Mit Rolf Hochhuth ist im Mai dieses Jahres einer der größten zeitgenössischen deutschen Dramatiker für immer gegangen. Wie alle namhaften Autoren der Nachkriegszeit – jenseits und diesseits der Mauer – war er hochpolitisch und setzte sich äußerst kritisch mit den gesellschaftlichen Eliten auseinander, kämpfte meinungsstark, bisweilen auch polemisch, für seine Anliegen. Dazu bedurfte es sicherlich weniger Mut, als bei seinen Kollegen in der DDR, dennoch stand auch Hochhuth mehr als einmal vor dem gesellschaftlichen Aus.

Die alten Granden Böll, Grass, Handke, Hochhuth, Müller oder Peymann waren sich beileibe nicht immer einig. Was sie einte, war und ist jedoch die Lust an der Kontroverse und die Bereitschaft für einen ordentlichen Streit, auch bei Gegenwind. Das mag hier und da an Halsstarrigkeit grenzen bzw. gegrenzt haben, ist in unserer überkorrekten Filterblase jedoch schon ein Wert an sich. Man mag sich vielleicht mal vergaloppieren, im Fokus aber stehen die Inhalte und nicht allein die Frage, wer was wann in welchem Kontext sagen darf.

So war es auch mit Hochhuth. Schon sein erster Bühnenerfolg wurde heftig diskutiert. „Der Stellvertreter“ thematisierte – seinerzeit noch ein mutiger Akt – die Haltung des Vatikans zum Nationalsozialismus. Die Uraufführung des „christlichen Trauerspiels“ im West-Berliner „Theater am Kurfürstendamm“ löste im Jahre 1963 die bis dahin weitestreichende Theaterdebatte der Bundesrepublik aus und sorgte für internationale Kontroversen. Hochhuth wollte sich aber keinesfalls vereinnahmen lassen und verbot über mehrere Jahre lang jede Aufführung im Ostblock. Seine Sorge war, dass seine kritischen Texte für eine plumpe antikatholische Propaganda benutzt würden.
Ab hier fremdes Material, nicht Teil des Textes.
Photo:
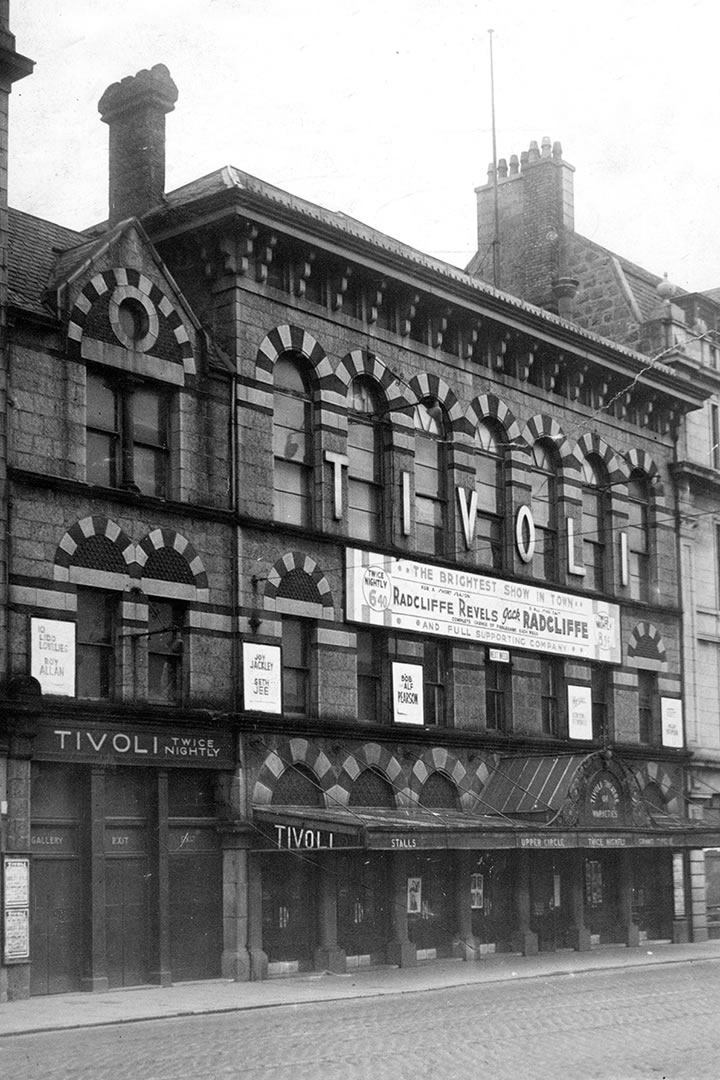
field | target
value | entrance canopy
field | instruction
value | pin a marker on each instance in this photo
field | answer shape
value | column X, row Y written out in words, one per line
column 310, row 828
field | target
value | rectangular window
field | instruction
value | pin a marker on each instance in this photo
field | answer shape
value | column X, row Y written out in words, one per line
column 95, row 644
column 296, row 666
column 435, row 663
column 599, row 696
column 165, row 647
column 432, row 656
column 497, row 694
column 126, row 434
column 430, row 496
column 648, row 706
column 549, row 691
column 364, row 489
column 369, row 676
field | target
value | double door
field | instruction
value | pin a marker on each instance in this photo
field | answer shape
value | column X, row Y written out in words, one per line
column 126, row 877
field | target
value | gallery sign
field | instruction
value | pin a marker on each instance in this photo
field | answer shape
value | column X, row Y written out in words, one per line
column 261, row 677
column 53, row 656
column 402, row 594
column 135, row 744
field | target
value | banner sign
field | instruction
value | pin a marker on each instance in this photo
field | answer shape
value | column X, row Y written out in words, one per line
column 261, row 677
column 671, row 720
column 401, row 594
column 53, row 656
column 135, row 744
column 407, row 693
column 580, row 712
column 15, row 908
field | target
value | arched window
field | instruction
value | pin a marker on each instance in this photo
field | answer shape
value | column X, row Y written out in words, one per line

Und so stand Hochhuth auch im weiteren Verlauf seiner Karriere oftmals zwischen den Stühlen, verscherzte es sich mit den einen, wie auch mit den anderen. Mitte der 1960er Jahre übte er deutliche Kritik an den gesellschaftlichen Zuständen in der Bundesrepublik, was den damaligen Bundeskanzler Erhard zu der scharfen Replik veranlasste, Dichter Hochhuth sei nur ein Pinscher und möge sich heraushalten.
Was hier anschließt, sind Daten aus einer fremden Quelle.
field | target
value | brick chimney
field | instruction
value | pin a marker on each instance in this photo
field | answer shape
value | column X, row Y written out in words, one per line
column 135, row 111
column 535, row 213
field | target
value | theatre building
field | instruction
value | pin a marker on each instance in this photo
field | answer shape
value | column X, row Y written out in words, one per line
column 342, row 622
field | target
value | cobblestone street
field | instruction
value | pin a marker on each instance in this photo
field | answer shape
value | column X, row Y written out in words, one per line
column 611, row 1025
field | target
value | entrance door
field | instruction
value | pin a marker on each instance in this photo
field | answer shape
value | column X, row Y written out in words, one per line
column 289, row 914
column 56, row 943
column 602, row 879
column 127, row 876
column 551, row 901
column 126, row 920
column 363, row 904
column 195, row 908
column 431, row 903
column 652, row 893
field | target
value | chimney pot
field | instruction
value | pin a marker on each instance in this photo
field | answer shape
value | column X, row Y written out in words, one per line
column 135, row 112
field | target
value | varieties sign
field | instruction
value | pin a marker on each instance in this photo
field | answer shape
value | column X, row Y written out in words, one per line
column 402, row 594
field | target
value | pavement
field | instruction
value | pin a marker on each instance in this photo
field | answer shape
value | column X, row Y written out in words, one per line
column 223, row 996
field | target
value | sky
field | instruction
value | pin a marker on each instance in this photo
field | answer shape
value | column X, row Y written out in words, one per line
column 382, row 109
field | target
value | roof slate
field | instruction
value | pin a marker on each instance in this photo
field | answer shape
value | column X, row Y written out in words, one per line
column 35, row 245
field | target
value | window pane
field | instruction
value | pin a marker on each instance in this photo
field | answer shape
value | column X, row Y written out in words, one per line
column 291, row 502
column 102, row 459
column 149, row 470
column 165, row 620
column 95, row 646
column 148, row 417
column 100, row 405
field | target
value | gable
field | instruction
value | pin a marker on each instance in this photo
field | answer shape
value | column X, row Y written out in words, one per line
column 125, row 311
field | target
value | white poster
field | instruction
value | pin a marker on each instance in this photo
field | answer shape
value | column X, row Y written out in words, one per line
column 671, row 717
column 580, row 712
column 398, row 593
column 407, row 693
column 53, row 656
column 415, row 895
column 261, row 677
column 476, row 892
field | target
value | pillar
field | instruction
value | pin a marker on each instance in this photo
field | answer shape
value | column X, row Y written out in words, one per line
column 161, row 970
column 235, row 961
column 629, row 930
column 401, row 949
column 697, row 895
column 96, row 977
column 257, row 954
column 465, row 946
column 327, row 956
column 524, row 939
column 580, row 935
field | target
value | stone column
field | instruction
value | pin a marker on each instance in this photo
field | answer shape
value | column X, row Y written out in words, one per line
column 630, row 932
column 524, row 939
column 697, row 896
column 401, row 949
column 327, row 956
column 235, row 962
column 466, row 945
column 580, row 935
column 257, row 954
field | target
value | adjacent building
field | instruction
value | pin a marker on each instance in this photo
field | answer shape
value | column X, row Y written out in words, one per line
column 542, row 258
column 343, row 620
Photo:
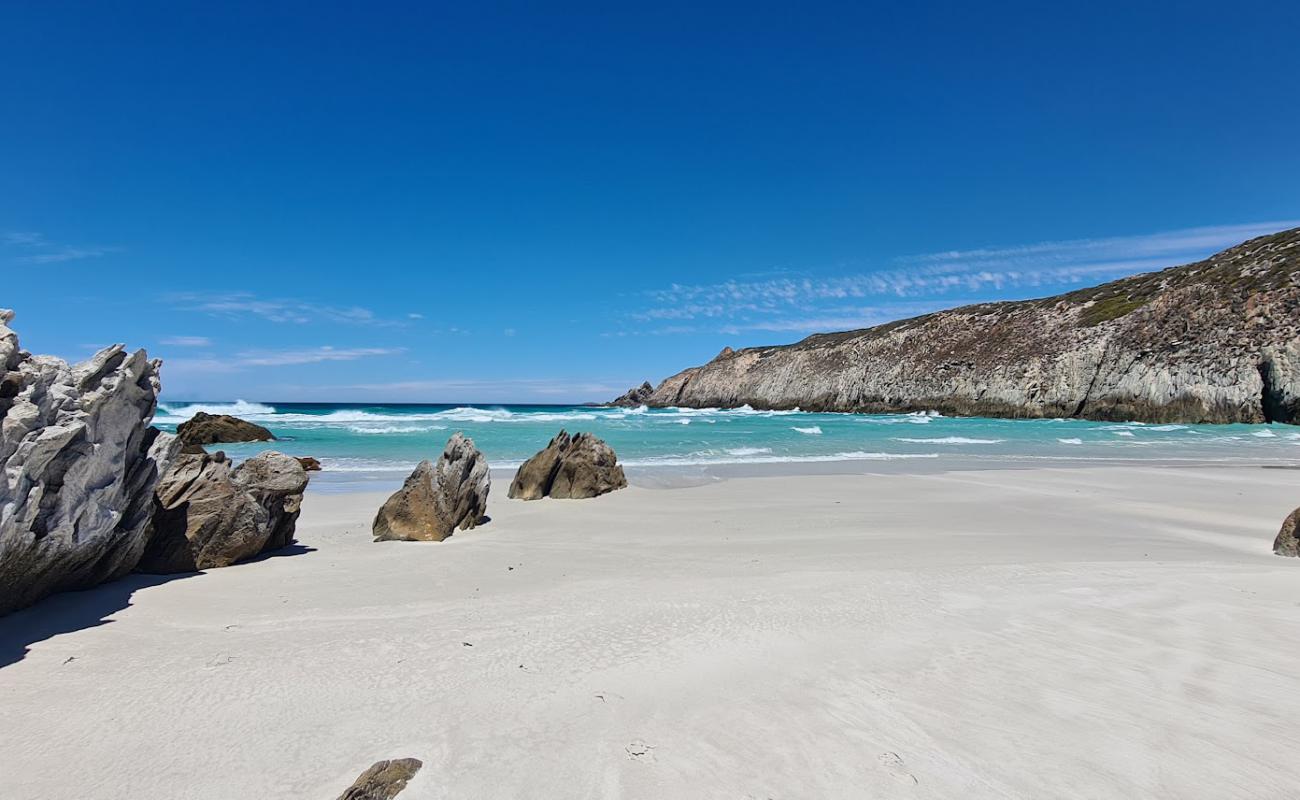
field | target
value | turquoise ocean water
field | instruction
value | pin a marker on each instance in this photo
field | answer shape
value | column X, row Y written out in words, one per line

1967 bezichtigte Hochhuth in seinem Stück „Soldaten“ den ehemaligen britischen Premierminister Winston Churchill, während des Zweiten Weltkriegs die Ermordung der polnischen Exilregierung veranlasst zu haben. Das Stück wurde daraufhin im Vereinigten Königreich verboten, wiewohl die von Hochhuth erhobenen Vorwürfe nie ganz ausgeräumt werden konnten.

Und gegen Ende der 1970er Jahre entfachte Hochhuth mit seiner Erzählung „Eine Liebe in Deutschland“ die Debatte um die NS-Vergangenheit des damaligen baden-württembergischen Ministerpräsidenten Hans Filbinger. Der Vorwurf, dass Filbinger auch nach dem Ende des Nationalsozialismus noch Todesurteile ausgesprochen hatte, stellte sich zwar als haltlos heraus, Hochhuths Polemik ist es aber zu verdanken, dass die Öffentlichkeit auf Filbingers Rolle als Marinerichter aufmerksam wurde und schließlich dessen Rücktritt von allen Ämtern erwirkte.
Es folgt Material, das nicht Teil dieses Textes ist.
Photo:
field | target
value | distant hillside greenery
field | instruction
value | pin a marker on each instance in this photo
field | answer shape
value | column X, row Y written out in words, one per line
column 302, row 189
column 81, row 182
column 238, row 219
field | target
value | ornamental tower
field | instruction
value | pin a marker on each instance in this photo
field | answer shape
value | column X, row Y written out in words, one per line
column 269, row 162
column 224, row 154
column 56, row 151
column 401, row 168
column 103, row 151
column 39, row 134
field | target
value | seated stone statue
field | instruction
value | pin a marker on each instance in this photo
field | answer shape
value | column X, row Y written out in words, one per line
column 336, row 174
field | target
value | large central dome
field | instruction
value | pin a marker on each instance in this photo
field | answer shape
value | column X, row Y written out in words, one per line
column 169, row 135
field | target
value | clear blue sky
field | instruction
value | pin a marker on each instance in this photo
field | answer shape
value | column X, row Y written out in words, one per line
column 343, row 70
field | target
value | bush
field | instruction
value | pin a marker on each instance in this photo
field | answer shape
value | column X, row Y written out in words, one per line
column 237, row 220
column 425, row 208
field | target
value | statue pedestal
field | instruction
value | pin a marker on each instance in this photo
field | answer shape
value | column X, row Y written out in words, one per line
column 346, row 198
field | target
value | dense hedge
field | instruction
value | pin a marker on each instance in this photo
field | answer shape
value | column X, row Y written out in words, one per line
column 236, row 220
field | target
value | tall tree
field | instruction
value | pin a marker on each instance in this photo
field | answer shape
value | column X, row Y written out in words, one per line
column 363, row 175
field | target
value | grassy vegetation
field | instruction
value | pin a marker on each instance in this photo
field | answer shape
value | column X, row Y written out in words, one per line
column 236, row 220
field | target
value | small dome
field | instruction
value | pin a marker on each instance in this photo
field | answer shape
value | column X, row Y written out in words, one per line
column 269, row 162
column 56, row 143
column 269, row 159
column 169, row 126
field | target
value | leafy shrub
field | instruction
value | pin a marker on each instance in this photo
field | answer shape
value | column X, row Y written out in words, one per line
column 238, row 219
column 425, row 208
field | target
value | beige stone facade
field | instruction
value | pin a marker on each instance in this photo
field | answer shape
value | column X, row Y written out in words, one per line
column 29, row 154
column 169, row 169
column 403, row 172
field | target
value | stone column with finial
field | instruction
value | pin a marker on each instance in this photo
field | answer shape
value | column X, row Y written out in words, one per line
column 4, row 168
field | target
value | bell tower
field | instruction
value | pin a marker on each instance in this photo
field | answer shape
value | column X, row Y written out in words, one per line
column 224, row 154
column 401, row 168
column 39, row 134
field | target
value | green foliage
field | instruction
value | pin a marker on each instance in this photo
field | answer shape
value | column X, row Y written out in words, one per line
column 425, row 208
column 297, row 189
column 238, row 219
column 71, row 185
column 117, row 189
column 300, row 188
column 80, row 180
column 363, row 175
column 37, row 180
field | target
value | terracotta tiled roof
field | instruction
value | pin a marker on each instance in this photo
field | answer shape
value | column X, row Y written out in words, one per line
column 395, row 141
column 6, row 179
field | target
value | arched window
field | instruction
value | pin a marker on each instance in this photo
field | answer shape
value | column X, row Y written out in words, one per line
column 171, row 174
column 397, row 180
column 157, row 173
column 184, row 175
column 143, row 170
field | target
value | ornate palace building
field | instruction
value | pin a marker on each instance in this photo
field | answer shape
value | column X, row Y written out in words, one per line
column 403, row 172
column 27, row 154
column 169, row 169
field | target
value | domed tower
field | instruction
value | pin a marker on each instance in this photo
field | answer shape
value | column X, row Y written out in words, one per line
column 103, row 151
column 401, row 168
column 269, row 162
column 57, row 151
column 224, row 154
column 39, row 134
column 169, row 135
Nach der Deutschen Einheit sicherte sich Hochhuth im Namen der nach seiner Mutter benannten „Ilse-Holzapfel-Stiftung“ das Vorkaufsrecht am Hauptspielort des Berliner Ensembles. Damit begann eine lange Fehde mit dessen Intendanten – zuerst mit Heiner Müller und später vor allem mit Claus Peymann. Selbst interessierte Beobachter verloren irgendwann den Überblick, welcher Umstand wann welche Reaktion provozierte. Einige meinen gar, dass der Zwist der alten Herren zu einem nicht geringen Anteil der Selbstinszenierung diente.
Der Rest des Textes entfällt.